= Frederick Nymeyer =

American businessman (1897–1981)

Frederick Nymeyer (November 12, 1897 – February 18, 1981) was an industrialist from South Holland, Illinois, and a vocal advocate of early libertarianism and Austrian economics.

Nymeyer founded the Libertarian Press and was largely responsible for bringing the economic writings of Eugen von Böhm-Bawerk to the United States. A personal friend of Ludwig von Mises, Nymeyer was also an eager proponent of Austrian economics.

His writings evidence both a commitment to free market principles and a devotion to his Dutch Calvinist faith. His most thorough work, Minimal Religion, posits the incompatibility of socialist ethics with the Christian faith. In Social Action, Hundred Nineteen, he argued forcefully against the social gospel. Progressive Calvinism, later renamed First Principles in Morality and Economics, was a periodical authored by Nymeyer.
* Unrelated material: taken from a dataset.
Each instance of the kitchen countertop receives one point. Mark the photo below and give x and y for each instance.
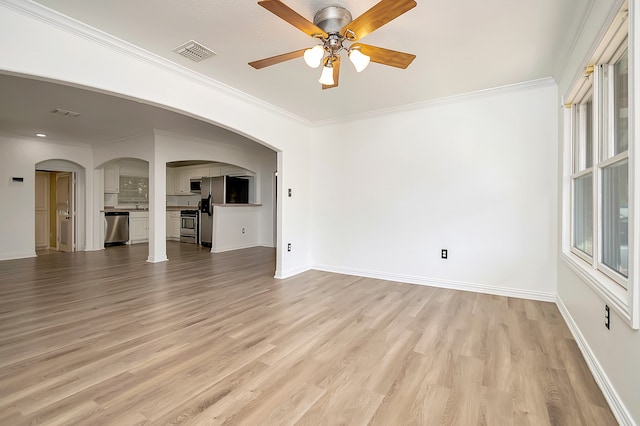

Directed primarily at an audience of Dutch Reformed youth, the publication linked Christian principles to libertarian political theory.

Nymeyer's writings also touch on theological ideas. In the heated debate over Common Grace, Nymeyer sided against the official position of his denomination (Christian Reformed Church), accepting instead a position similar to that advocated by Herman Hoeksema and the Protestant Reformed Churches.